Our strategy involves resolving this issue through redefinition.
While this may seem like an evasion, it’s not.
Mass-market sellers cannot reliably discriminate in this way, however.
The result is not just a norm, but rather a coordination norm.
The required regularity exists: Buyers demand contractual terms compatible with relevant value optimal norms.
If almost all others demanded different terms, the buyer would conform to that demand.
- Unless you have a go at negotiate.
If you detect a norm-incompatible term and object to it, you reveal yourself as an incompatibility detector.
We are focusing on the no-negotiation cases.
But what happens when markets fall far short of contractual norm completeness because there arent enough value optimal norms?
We offered examples of both types of failures in earlier chapters.
We return to suboptimal norms at the end of the next chapter.
Lack of relevant norms is characteristic of pay-with-data exchanges.
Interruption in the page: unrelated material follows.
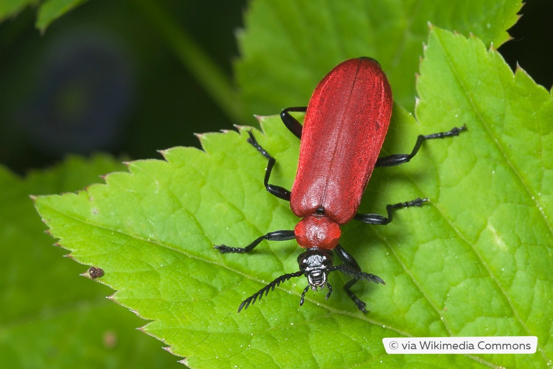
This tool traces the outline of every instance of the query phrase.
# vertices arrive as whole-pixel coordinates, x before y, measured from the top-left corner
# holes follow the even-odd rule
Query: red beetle
[[[366,304],[351,290],[359,279],[384,283],[378,277],[361,271],[355,259],[338,243],[340,226],[352,219],[368,224],[385,225],[392,221],[393,209],[420,206],[426,199],[416,199],[386,206],[387,216],[357,212],[361,197],[375,167],[393,167],[411,160],[423,141],[457,136],[466,128],[454,128],[446,132],[419,136],[410,154],[396,154],[378,158],[392,116],[392,90],[378,63],[369,58],[349,59],[338,65],[319,84],[306,107],[285,109],[280,113],[284,124],[301,139],[298,173],[291,191],[269,183],[275,159],[257,143],[251,131],[248,142],[269,160],[265,173],[267,191],[290,201],[292,211],[302,219],[293,231],[270,232],[244,248],[222,245],[215,248],[222,253],[251,251],[262,241],[296,239],[306,249],[298,258],[300,270],[279,277],[238,308],[251,303],[281,282],[305,276],[309,284],[304,289],[300,305],[309,289],[315,291],[327,287],[328,299],[332,288],[329,273],[340,271],[352,277],[344,290],[363,313]],[[304,125],[290,112],[306,112]],[[342,264],[334,266],[335,253]]]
An analogy from the late 1800s shows why.
Should one say, Hello?
(as Bell suggested) when answering a phone?
Who should be called?
They lacked shared conceptions of role-appropriate behavior as telephone users.
They arose over time out of repeated interactions.
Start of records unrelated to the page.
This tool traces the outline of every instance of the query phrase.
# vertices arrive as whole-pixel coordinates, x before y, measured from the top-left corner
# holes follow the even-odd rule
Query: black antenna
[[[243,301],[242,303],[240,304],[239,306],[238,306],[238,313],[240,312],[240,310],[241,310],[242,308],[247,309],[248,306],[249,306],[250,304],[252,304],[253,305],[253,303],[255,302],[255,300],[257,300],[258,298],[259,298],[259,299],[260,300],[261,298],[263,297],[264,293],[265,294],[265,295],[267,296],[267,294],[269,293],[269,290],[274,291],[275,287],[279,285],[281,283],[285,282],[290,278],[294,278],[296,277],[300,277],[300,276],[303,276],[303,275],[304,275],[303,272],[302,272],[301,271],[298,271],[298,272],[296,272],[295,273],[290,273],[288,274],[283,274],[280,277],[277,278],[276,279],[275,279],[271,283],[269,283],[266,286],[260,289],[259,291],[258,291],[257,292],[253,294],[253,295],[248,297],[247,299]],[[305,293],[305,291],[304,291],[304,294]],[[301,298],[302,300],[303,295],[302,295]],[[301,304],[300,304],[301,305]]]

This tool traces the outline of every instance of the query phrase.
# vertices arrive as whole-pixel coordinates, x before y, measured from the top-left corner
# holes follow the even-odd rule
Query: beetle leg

We are in a similar situation with pay-with-data exchanges.
They will only evolve over time through patterns of social and commercial interaction.
Instead of shared conceptions of appropriateness, we have the intense controversy that surrounds behavioral advertising.
Only a few did.
The solution is to create the first-order, value optimal informational norms that we need.
We will show how to do so in the next chapter.
Notes and References
1.
The precise address is http://searchconsumerization.techtarget.com/news/2240160776/Apple-enhances-enterprise-mobile-rig-security-withbiometrics (visited August 6, 2012).
We generated the list using the Ghosteryadd-on for the Chrome internet tool.
IBM what is big data?
Bringing big data to the enterprise, accessed November 4, 2012, http://www-01.ibm.com/software/data/bigdata/
4.
John Gantz and David Reinsel.
The digital universe decadeAre you ready?
Big data: The next frontier for innovation, competition, and productivity, 2.
Big data to drive a surveillance society.
Computerworld, March 24, 2011, http://www.computerworld.com/s/article/9215033/Big data to_drive_a_surveillance_society
7.
FTC staff report: Self-regulatory principles for online behavioral advertising, February 2009, 2, www.ftc.gov/os/2009/02/P085400behavadreport.pdf
8.
Models may distinguish several more entities and functions.
See, for example, IAB Data Usage and Control Taskforce.
Data usage & control primer: Best practices & definitions, May 2010, www.iab.net/media/file/data-primerfinal.pdf
9.
- eXelate announces Invite Media partnership; CEO Zohar offers insights on data marketplace.
AdExchanger.com, January 26, 2010, http://www.adexchanger.com/data-exchanges/exelate-invite-media/
12.
- amNY special report: New York Citys 10 hottest tec startups.
amNewYork, January 25, 2010, http://www.amny.com/urbanite1.812039/amny-special-report-new-york-city-s-10-hottest-tech-startups-1.1724369
13.
Center for Digital Democracy.
Aperture, accessed July 14, 2012, https://datranmedia.com/aperture/audience-measurement/index.php?
Google makes up 20.28% of all the tracking on the web, while Facebook is 18.84%.
Less well-known trackers comprise the remaining 61%.
How unique is your web online window?
In Privacy enhancing technologies, Springer Lecture Notes in Computer Science, 2010, 118.
Rocket fuel CEO John says ad exchanges more like a technology platform than media source.
AdExchanger.com, August 24, 2009, http://www.adexchanger.com/ad-networks/rocket-fuel-ad-exchanges/
18.
Western Electrician XXI (July 17, 1897): 3637.
Privacy in Peril: How We Are Sacrificing a Fundamental Right in Exchange for Security and Convenience, 183.
Oxford, UK: Oxford University Press.
7,500 Online shoppers unknowingly sold their souls.